Deploy a testing instance
Acceptance criteria
- figure out how we want to do this epic
- write down your findings in a document
- discuss with the team and get a consensus
How should the deployment be triggered?
At least in the beginning we might not want to deploy every single PR, so we might need to have an explicit way for triggering this.
Minimal solution: write a script taking some arguments, which each of us can run locally. For this each of us would need to have the credentials to the environment(s) the script needs to interact with.
One step further: have some service/bot, listening to GitHub comments/label changes and running the deployment script. We could check with softwarefactory folks if we could get a new Zuul pipeline to handle this. Or use GitHub Actions... Secrets to access and manage the test environment will need to be shared with this service.
What if multiple repositories are involved?
The script/bot should understand references to PRs of the repositories. (Later on we can extend this to be able to reference branches or commits or even different repositories, but for the beginning we can stick to PRs.)
By default all components should use stg images, but it should be possible to modify this default to 'prod'.
Repositories:
- packit/packit-service
- packit/packit
- packit/ogr
- packit/dashboard
- packit/tokman
- packit/sandcastle
- packit/deployment
- packit/packit-service-centosmsg
- packit/packit-service-fedmsg
Examples:
$ deploy --base=prod packit-service=614
$ deploy packit-service=800 ogr=123
$ deploy packit=456 deployment=321
What are the steps required to deploy the new content?
- Build images from the PRs.
- Check if the test environment is free.
- Make sure the test environment is cleaned up after previous deployments.
- Run deployment with the new images.
Where to build the images?
- Docker Hub
- Slow; there can be only one build in our project, since we are using a free account.
- It's not that obvious how to trigger on-demand builds from PRs.
- Actually, @sakalosj told that it's possible to trigger builds using the Docker Hub API, but the method is not documented.
- Quay
- Similar to Docker Hub.
- OpenShift Online
- Costs us money.
- But we could use resource limits to have it under control.
- PSI
- Behind the firewall.
- But builds could push images to a public registry.
Which namespace/cluster should we use for the deployment?
The original idea was to use stg, but maybe it would be better to have a dev environment, so that we can keep stg for pre-prod integration.
API endpoints of the test deployment should be publicly available, in order to allow the connected services to reach it. Because of this, these deployments will need to be done in OpenShift Online (at least at the beginning).
Environment isolation tactics
Packit-as-a-Service interacts with many other services, so we need to make sure that different deployments of Packit-as-a-Service don't conflict with each other, when it comes to interacting with these services.

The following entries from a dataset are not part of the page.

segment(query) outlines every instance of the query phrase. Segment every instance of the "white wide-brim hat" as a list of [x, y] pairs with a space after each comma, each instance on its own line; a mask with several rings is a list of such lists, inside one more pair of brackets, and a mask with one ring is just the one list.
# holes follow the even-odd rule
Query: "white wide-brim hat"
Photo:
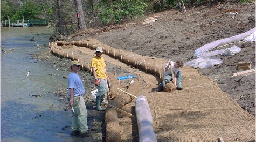
[[96, 51], [94, 51], [94, 53], [96, 53], [96, 52], [103, 53], [104, 51], [102, 50], [102, 47], [98, 47], [97, 48], [96, 48]]

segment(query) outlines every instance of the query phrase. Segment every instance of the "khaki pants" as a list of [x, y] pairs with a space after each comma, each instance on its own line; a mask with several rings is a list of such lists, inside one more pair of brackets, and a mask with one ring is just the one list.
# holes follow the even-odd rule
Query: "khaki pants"
[[88, 131], [88, 115], [82, 96], [74, 97], [73, 108], [75, 113], [72, 117], [71, 128], [73, 131], [79, 130], [81, 133], [84, 133]]

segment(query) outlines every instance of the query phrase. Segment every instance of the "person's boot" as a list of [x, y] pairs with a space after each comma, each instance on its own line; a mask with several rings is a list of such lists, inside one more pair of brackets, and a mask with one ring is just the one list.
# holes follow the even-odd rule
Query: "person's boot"
[[99, 111], [104, 111], [105, 109], [102, 108], [100, 106], [101, 102], [101, 97], [100, 96], [96, 96], [96, 106], [97, 110]]

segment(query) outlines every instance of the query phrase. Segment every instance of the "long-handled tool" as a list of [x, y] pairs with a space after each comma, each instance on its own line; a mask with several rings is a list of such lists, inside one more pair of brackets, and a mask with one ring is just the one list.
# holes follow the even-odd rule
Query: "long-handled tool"
[[171, 65], [169, 68], [171, 68], [171, 77], [172, 77], [172, 82], [174, 84], [175, 83], [174, 82], [174, 70], [172, 69], [172, 67], [171, 67], [171, 61], [170, 59], [169, 59], [169, 62], [171, 62]]

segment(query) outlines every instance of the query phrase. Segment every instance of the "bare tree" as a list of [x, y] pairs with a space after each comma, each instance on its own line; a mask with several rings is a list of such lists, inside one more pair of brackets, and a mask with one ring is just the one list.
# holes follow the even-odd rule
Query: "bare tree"
[[77, 18], [78, 20], [78, 30], [85, 29], [86, 26], [84, 16], [84, 11], [82, 8], [82, 2], [81, 0], [74, 0], [75, 6], [77, 10]]
[[59, 33], [61, 35], [63, 35], [63, 20], [62, 16], [60, 12], [60, 1], [56, 0], [56, 5], [57, 5], [57, 13], [58, 18], [58, 24], [59, 27]]

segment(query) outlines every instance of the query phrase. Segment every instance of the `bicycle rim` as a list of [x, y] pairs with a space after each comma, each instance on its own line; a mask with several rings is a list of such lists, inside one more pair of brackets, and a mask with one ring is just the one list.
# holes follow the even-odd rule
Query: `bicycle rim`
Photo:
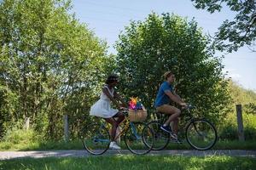
[[84, 128], [82, 134], [84, 149], [90, 154], [102, 155], [109, 147], [110, 136], [107, 128], [99, 123], [93, 123]]
[[208, 121], [195, 120], [186, 128], [186, 139], [188, 143], [196, 150], [209, 150], [216, 143], [217, 132]]
[[[143, 131], [147, 132], [144, 133]], [[143, 122], [131, 123], [125, 134], [125, 142], [128, 150], [137, 155], [144, 155], [152, 150], [154, 143], [152, 130]], [[151, 146], [147, 145], [148, 143]]]
[[160, 150], [165, 149], [170, 141], [170, 133], [164, 132], [160, 129], [161, 124], [158, 122], [151, 122], [147, 124], [147, 126], [152, 130], [154, 136], [154, 144], [146, 141], [146, 144], [152, 147], [153, 150]]

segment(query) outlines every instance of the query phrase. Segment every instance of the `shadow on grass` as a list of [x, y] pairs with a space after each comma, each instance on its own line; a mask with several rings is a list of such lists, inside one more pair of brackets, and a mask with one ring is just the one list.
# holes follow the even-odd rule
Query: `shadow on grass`
[[256, 160], [230, 156], [115, 156], [86, 158], [13, 159], [0, 162], [0, 169], [253, 169]]

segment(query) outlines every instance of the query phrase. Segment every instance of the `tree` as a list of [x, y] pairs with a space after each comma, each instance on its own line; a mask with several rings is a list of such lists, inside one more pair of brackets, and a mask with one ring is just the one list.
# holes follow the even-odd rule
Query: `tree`
[[70, 8], [66, 0], [0, 2], [1, 129], [30, 120], [60, 139], [63, 114], [74, 122], [88, 116], [105, 76], [107, 46]]
[[244, 45], [253, 46], [255, 52], [256, 3], [255, 0], [192, 0], [196, 8], [207, 9], [211, 14], [220, 11], [224, 5], [234, 11], [234, 20], [226, 20], [216, 33], [216, 47], [228, 52], [236, 51]]
[[208, 44], [195, 20], [153, 13], [145, 21], [132, 21], [115, 46], [120, 91], [154, 109], [162, 75], [172, 70], [177, 94], [197, 106], [199, 116], [217, 121], [224, 115], [229, 95], [221, 60], [212, 57]]

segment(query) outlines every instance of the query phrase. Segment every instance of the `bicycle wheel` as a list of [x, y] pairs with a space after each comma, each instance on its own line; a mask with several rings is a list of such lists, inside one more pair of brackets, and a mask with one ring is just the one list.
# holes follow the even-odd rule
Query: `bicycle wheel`
[[[147, 134], [143, 135], [143, 131]], [[145, 143], [150, 144], [148, 145]], [[148, 153], [153, 146], [152, 130], [143, 122], [131, 122], [125, 134], [125, 143], [128, 150], [137, 155]]]
[[[154, 135], [154, 145], [153, 150], [160, 150], [165, 149], [170, 141], [170, 133], [164, 132], [160, 129], [161, 124], [159, 122], [154, 121], [147, 124], [148, 127], [152, 130]], [[143, 133], [144, 135], [144, 133]], [[151, 146], [150, 144], [146, 142], [148, 146]]]
[[84, 149], [90, 154], [102, 155], [109, 147], [110, 136], [103, 124], [89, 125], [81, 137]]
[[216, 143], [217, 131], [208, 121], [195, 119], [186, 128], [186, 139], [196, 150], [209, 150]]

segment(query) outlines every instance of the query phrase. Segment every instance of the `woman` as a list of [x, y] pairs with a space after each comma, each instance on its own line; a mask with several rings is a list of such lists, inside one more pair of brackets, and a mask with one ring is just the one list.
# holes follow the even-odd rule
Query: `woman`
[[[111, 75], [108, 77], [106, 84], [102, 88], [101, 98], [91, 106], [90, 115], [102, 117], [107, 122], [112, 125], [109, 148], [119, 150], [120, 147], [114, 141], [114, 138], [116, 129], [119, 124], [125, 119], [125, 115], [118, 110], [111, 108], [111, 102], [113, 102], [117, 108], [121, 108], [122, 106], [128, 107], [128, 105], [114, 91], [114, 87], [117, 84], [118, 76]], [[120, 105], [119, 102], [121, 102], [122, 105]]]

Here are the ways we could achieve this:
- Each deployment has it's own GitHub App.
- Each deployment has it's own FAS user account.
- And so it's own Copr account.
- We'll need to manually create these FAS users.

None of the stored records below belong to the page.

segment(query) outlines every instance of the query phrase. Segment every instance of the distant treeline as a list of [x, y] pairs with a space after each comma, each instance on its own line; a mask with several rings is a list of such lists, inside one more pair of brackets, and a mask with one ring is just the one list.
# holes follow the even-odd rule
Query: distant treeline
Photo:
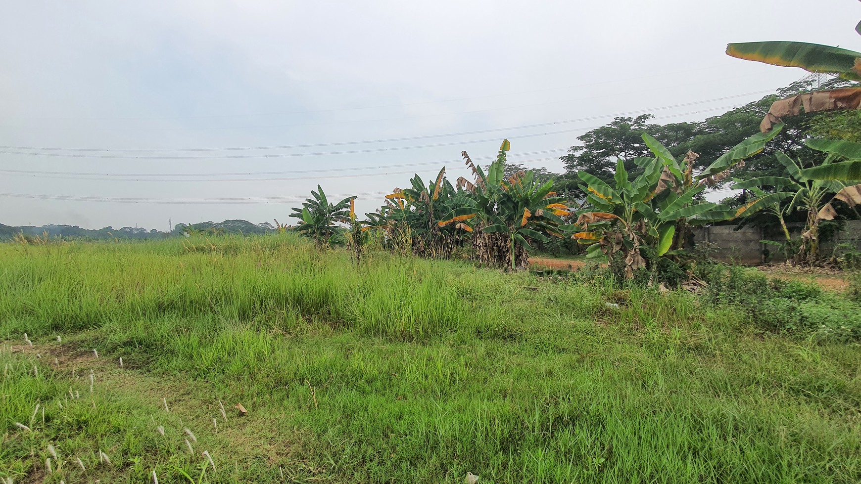
[[97, 230], [82, 229], [77, 225], [20, 225], [17, 227], [0, 224], [0, 241], [13, 238], [16, 234], [25, 236], [60, 236], [64, 239], [110, 240], [110, 239], [162, 239], [183, 234], [266, 234], [276, 228], [269, 222], [252, 224], [247, 220], [225, 220], [224, 222], [201, 222], [200, 224], [177, 224], [171, 232], [160, 232], [156, 229], [147, 230], [143, 227], [104, 227]]

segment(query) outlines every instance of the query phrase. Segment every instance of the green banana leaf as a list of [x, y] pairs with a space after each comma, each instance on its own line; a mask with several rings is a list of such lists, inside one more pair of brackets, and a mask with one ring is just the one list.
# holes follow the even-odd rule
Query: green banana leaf
[[658, 257], [666, 254], [672, 246], [672, 236], [676, 235], [676, 226], [668, 225], [660, 233], [660, 239], [658, 241]]
[[808, 180], [861, 180], [861, 161], [804, 168], [802, 176]]
[[727, 46], [727, 55], [771, 65], [827, 72], [861, 80], [861, 52], [807, 42], [744, 42]]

- Each deployment is using it's own Copr organisation.
- Each deployment is using it's own GitLab.com account.
- Dist-git is more problematic, as we don't want to create noise in prod
dist-git with all the testing activities, but there is currently no stg
instance we could use either.
- To test interacting with dist-git PRs we can use repositories owned by us.
- The service only reacts to Copr events for builds which were started by it.
What about partial deployments?
In some cases it might make sense not to deploy the whole thing, but only a
part of it. We could use the with_*
flags for this, but not sure if enabling
this is a priority.
How to indicate that the environment is being used?
As for the beginning we will have a single environment we'll need some way to indicate that it's "taken".
We could have some OpenShift object set in the project when there is a deployment running in it.
We could set a time-limit on test deployments, so that we don't accidentally leave the environment blocked.